Brief Description: 12 yo boy suffering from tuberculosis (consumption) is sent to a clinic inside Mammoth Cave. In spite of being from a slave owning family, he befriends and helps the African American people working there.
Geographical Setting: Kentucky, Mammoth Cave, North America, United States
Historical Era: 1840s, 19th Century
Date Range: 1842
Keywords: African American Slavery, carrier pigeons, caves, Dr. John Croghan, Knights of the Round Table, Materson Bransford, medicine, Nick Bransford, sailor's knots, STEM, Stephen Bishop, tuberculosis (consumption), Underground Railroad
Original Publication: 2016
Suitable for Grades: 4-8th
Target Audience: Middle Grade
After his sea captain father succumbs to tuberculosis, a twelve-year-old similarly afflicted boy is sent from his home in Virginia to a clinic deep within the twisting dark halls of Mammoth Cave in Kentucky. Sensitive and observant, Elias wiles away his time underground by practicing sailor’s knots and reading The Death of Arthur.
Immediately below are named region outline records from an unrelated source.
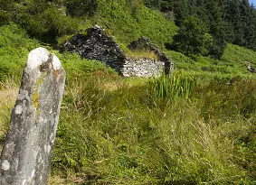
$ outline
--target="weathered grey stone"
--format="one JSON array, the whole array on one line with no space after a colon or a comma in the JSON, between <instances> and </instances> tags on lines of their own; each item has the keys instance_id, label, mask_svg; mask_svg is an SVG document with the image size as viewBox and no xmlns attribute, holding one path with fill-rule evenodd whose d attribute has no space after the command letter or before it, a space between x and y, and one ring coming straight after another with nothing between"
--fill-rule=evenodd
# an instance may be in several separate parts
<instances>
[{"instance_id":1,"label":"weathered grey stone","mask_svg":"<svg viewBox=\"0 0 256 185\"><path fill-rule=\"evenodd\" d=\"M0 158L1 185L47 184L64 83L54 54L29 53Z\"/></svg>"},{"instance_id":2,"label":"weathered grey stone","mask_svg":"<svg viewBox=\"0 0 256 185\"><path fill-rule=\"evenodd\" d=\"M86 35L74 35L64 44L64 51L78 53L81 58L100 60L125 77L159 76L163 70L167 74L173 69L172 60L146 37L132 42L129 48L134 51L154 51L157 60L136 60L126 56L114 39L108 36L100 26L89 28L86 32Z\"/></svg>"}]
</instances>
He is expected to follow a dreadfully bland diet and quietly cheer up the other, older patients.
An air of mystery pervades every chapter, and not just due to the atmosphere in the cave, “the dark pressing in from every side.” Many adults seem to harbor secrets: what are the doctor’s secret horrid therapies and are they effective? Why don’t the African American slaves, who act as cave tour guides, let Elias explore the cave with them? What does the unfriendly and demanding Mr. Pennyrile, a fellow patient, want from him? And is the quiet whisper he hears one evening really a “ghost?”
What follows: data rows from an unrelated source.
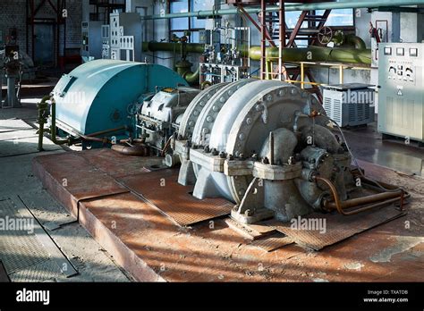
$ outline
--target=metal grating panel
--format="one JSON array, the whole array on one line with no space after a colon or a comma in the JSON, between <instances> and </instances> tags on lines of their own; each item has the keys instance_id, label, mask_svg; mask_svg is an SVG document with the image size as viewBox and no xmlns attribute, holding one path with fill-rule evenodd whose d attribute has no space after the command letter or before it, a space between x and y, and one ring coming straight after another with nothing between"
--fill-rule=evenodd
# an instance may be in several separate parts
<instances>
[{"instance_id":1,"label":"metal grating panel","mask_svg":"<svg viewBox=\"0 0 424 311\"><path fill-rule=\"evenodd\" d=\"M344 216L340 214L323 214L313 213L302 217L314 220L325 219L326 232L323 233L318 230L292 229L291 223L270 221L267 223L276 228L278 231L292 238L297 244L319 250L326 246L337 243L354 234L362 232L404 214L406 214L406 213L397 211L393 206L390 206L350 216Z\"/></svg>"},{"instance_id":2,"label":"metal grating panel","mask_svg":"<svg viewBox=\"0 0 424 311\"><path fill-rule=\"evenodd\" d=\"M121 179L123 183L148 202L184 226L229 214L233 204L223 198L199 200L192 187L177 182L178 169L159 170Z\"/></svg>"},{"instance_id":3,"label":"metal grating panel","mask_svg":"<svg viewBox=\"0 0 424 311\"><path fill-rule=\"evenodd\" d=\"M18 206L12 199L0 199L0 217L9 223L11 220L30 220L30 217L23 217ZM72 274L73 268L71 265L59 257L52 257L51 253L41 243L36 231L39 230L39 225L34 218L32 228L26 230L7 230L0 231L0 260L4 265L4 269L13 282L42 282L52 278L64 277L58 262L66 263ZM20 228L23 229L23 228ZM33 230L33 231L31 231ZM46 237L40 237L46 240ZM53 252L56 256L57 252ZM66 273L65 273L66 274Z\"/></svg>"},{"instance_id":4,"label":"metal grating panel","mask_svg":"<svg viewBox=\"0 0 424 311\"><path fill-rule=\"evenodd\" d=\"M277 232L265 239L256 240L250 243L252 246L259 247L270 252L274 249L283 248L284 246L294 243L293 240L286 235Z\"/></svg>"}]
</instances>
As Elias, whose own family in Virginia owns slaves, gets to know the African American tour guides and nurses in the cave, he starts to appreciate their humanity. When a nurse surprises him with her gratitude, he wonders “what he’d done to make Lillian smile. And then it dawned on him. He’d told her thanks.” He asks himself “if he’d ever thanked their house girl back home. Or if he’d ever heard his mother or Granny thank her.” Later, when he agrees to help in a risky endeavor, he comes to the realization that he “wasn’t the same boy who’d left Virginia.”
This is the kind of engrossing fiction that can make a young reader forget they are learning a bit of history. Back matter includes an author’s note explaining the inspiration for her story and a bibliography. She suggests the reader investigate what is true and what is made up, one of my favorite exercises. The clinic, the doctor and some of his slaves are all based on true historical people and places. The National Park Service’s website is an excellent educational resource to accompany this book. There is also a map of the pathways in the cave.